Rencontre avec Patrice Martinet, à la tête de l'Athénée depuis deux décennies. Découverte d'un directeur audacieux et libre penseur qui vient de recevoir le prix de la Personnalité musicale de l'année pour la richesse et la diversité de sa programmation musicale, lors des remises des prix des critiques de danse, de musique et de théâtre.
Vous dirigez l'Athénée-Louis Jouvet depuis maintenant près de vingt-cinq ans. Ce théâtre garde la mémoire de l'Eden-théâtre, ce temple hindou délirant et démesuré ; depuis ses débuts, on ne monte pas ici les mêmes choses qu'ailleurs. Quelle importance attachez-vous à la mémoire de ce lieu ?

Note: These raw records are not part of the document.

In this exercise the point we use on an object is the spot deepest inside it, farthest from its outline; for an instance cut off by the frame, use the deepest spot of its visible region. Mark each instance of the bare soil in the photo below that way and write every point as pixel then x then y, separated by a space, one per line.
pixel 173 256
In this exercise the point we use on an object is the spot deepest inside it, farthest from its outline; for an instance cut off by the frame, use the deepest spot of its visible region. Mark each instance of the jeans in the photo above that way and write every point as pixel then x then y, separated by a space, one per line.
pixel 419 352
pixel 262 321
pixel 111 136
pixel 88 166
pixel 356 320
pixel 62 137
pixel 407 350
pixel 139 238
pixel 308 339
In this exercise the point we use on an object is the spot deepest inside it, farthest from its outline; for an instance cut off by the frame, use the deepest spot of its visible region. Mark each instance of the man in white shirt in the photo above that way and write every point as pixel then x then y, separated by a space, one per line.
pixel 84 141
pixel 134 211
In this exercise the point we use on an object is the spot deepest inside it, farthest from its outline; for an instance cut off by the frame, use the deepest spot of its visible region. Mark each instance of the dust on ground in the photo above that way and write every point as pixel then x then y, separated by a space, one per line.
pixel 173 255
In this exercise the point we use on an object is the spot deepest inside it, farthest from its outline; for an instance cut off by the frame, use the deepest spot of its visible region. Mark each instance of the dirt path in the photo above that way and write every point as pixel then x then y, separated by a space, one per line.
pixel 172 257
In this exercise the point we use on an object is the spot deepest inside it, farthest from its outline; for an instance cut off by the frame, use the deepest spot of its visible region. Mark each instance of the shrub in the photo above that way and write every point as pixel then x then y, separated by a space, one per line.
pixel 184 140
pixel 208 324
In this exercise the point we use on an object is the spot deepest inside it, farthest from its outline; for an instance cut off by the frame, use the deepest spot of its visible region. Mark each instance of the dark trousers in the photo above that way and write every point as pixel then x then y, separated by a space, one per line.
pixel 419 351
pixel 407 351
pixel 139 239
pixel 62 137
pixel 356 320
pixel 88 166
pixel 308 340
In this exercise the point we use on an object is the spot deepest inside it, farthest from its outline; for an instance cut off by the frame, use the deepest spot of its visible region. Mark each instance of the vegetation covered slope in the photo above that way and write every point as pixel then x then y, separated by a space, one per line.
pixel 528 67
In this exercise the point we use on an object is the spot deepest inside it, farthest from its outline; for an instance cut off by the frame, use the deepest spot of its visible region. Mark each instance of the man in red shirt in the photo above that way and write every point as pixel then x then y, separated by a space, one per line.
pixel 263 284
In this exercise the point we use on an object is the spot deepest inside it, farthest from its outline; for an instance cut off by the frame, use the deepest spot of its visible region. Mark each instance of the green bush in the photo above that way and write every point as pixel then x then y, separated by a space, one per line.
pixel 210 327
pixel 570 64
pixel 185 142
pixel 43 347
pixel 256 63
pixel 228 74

La référence à l'Eden Théâtre est selon moi nécessaire. L'Athénée actuel a été construit sur l'espace occupé par un foyer de l'Eden Théâtre. Ce lieu a vibré de musique depuis sa création, il a malheureusement connu une destinée tragique puisque le bâtiment a été détruit quinze ans après son inauguration. Il ne faut pas oublier qu'on a donné ici la première de Lohengrin en 1887 – une représentation unique, chantée en français. C'est un lieu à l'identité forte et complexe : on venait y entendre les Concerts Pasdeloup et la grande Loïe Fuller y a dansé une pantomime sur la Salomé d'Oscar Wilde sur une musique de Gabriel Pierné. Beaucoup de choses y ont été tentées, y compris sous la direction de Louis Jouvet, dont on ignore l'intérêt qu'il portait à la musique de son temps. Georges Auric, Marcel Delannoy, Francis Poulenc, Henri Sauget ont donné des créations à l'Athénée. On ne peut pas aller contre l'esprit de ce lieu.
Ce lieu a pourtant des contraintes…
C'est un vrai petit théâtre d'opéra. Pour le théâtre parlé, c'est un lieu idéal mais son excellente acoustique en fait un véritable outil pour le théâtre lyrique. La campagne de travaux que nous avons entreprise a permis d'offrir une jauge comparable au théâtre Stavovské de Prague où a été créé Don Giovanni. J'aime à penser que l'Athénée possède toutes les conditions de création d'un chef d'œuvre. J'ai appris durant ma carrière en Italie à accepter les œuvres adaptées ou même réduites. On trouve dans la péninsule près de 800 théâtres, dont 250 pour la seule Emilie-Romagne. Ce sont des salles de dimensions et de jauges très diverses. J'ai visité un jour le théâtre que la mairie de Bussetto a fait construire en l'honneur de Verdi. C'est un théâtre vraiment minuscule. J'ai vu dans un coin des toiles peintes qui représentaient des rochers, des sous-bois, avec une inscription à l'arrière : "L'anello del Nibelungo". J'ai réalisé que dans cette fosse minuscule avait été donnée la Tétralogie de Wagner avec une dizaine de musiciens et certainement dans une version réduite. Les italiens sont coutumiers du fait ; je m'en étais inspiré pour le festival Paris quartier d'été en faisant venir des fanfares qui jouaient des extraits d'opéra.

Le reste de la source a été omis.